Ait benhadou and Telouet Kasbahs day trip takes you across the chain of the High Atlas mountains and over the famous Tizi-n-Tichka pass, one of the most dramatic passes in Morocco (The governement started a project to renovate a big part of the road after a tragic bus accident in 2012 and the work is still ongoing due to the harsh winter climate and geography). All along the road you can see Berber villages scattered along the side of the mountains, sometimes hard to distinguish from the mountainous entourage. As you reach the far side of the mountains the landscape changes drastically, becoming semi-arid and desert-like as the chain of the Atlas mountains acts as barrier separating the Mediterranean climate of the north from the Arid desertic winds on the south-east.
After the Tichka pass 2162m, we leave the main road and take a side road to the Telouet Kasbah, which belonged to the Pacha of the Atlas, the Glaoui, and stands in ruins after the last Pasha fled the country after the departure of the French armies. In the first kasbah you will visit only a few rooms that can be seen, as much of the kasbah has been closed off because of the falling ceilings and unsafe walls. However, the tiled walls, fluted pillars, beautifully painted wooden ceilings and coloured glass windows of the reception rooms allow you to imagine what it was like in its prime.

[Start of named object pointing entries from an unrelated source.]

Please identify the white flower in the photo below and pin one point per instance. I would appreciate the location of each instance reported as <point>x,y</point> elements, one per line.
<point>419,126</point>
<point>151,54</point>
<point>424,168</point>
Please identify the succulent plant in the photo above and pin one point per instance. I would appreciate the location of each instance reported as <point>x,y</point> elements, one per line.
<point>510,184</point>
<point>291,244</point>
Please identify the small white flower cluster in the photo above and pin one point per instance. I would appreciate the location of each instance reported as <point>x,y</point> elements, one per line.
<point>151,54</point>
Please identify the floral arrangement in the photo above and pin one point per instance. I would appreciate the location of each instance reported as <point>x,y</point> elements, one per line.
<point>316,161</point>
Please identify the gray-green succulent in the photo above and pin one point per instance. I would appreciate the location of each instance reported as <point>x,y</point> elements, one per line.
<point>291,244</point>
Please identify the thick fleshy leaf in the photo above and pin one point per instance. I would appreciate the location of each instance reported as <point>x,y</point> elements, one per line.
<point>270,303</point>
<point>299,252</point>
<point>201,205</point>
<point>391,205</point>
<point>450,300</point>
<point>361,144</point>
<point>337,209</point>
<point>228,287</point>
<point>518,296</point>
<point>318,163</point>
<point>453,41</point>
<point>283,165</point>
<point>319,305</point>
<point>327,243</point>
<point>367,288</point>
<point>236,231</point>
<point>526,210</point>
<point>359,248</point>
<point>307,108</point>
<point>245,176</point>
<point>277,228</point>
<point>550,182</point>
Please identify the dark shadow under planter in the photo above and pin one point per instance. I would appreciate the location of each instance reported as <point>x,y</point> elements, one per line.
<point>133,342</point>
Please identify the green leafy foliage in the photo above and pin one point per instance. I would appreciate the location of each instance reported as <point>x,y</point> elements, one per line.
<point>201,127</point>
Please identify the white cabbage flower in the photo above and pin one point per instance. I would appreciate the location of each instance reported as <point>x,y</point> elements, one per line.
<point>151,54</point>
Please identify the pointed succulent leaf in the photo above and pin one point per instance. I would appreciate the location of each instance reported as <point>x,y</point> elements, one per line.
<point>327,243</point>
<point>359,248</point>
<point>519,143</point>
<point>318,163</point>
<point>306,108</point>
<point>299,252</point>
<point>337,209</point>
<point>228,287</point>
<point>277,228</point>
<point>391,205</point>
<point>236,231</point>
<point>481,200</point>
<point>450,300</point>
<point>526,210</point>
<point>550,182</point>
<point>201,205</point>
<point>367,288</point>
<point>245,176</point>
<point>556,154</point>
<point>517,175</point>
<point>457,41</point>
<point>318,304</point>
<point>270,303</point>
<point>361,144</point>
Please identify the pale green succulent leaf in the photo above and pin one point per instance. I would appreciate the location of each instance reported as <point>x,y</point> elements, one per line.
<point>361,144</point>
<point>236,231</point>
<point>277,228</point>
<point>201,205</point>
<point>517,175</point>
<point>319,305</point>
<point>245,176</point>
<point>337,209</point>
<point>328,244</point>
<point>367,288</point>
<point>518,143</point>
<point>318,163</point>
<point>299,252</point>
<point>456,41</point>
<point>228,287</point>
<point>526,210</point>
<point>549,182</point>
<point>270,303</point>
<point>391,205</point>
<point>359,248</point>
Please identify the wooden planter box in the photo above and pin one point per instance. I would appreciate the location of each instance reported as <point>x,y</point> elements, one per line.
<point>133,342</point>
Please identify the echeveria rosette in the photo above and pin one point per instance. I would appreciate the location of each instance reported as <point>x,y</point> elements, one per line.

From there you will continue to at Ait Ben Haddou along the newly asphalted road. Once in the village, you will get a closer look at the Kasbah's architecture with turrets on all the buildings, adorned with grilled windows and soft peach coloured walls. These traditional houses are made of adobe, highly suitable for the climat conditions of the south and the summets of the mountains because it is an efficient temperature isolator and the building materials are abundant and require no transportation or significant transformation process.The afternoon is spent exploring the UNESCO World Heritage Site of Ait Benhaddou, This is the most famous of all Moroccan kasbahs, largely due to its appearance in many Hollywood blockbusters. It was one of the most important fortress strongholds on the old Salt Road caravan routes, where traders brought slaves, gold, ivory and salt from sub-Saharan Africa to Marrakech and beyond. Before leaving Ait Benhaddou, you will take on last glimps of the village from a distant point offering a wonderful panoramic view especially under clear blue skies.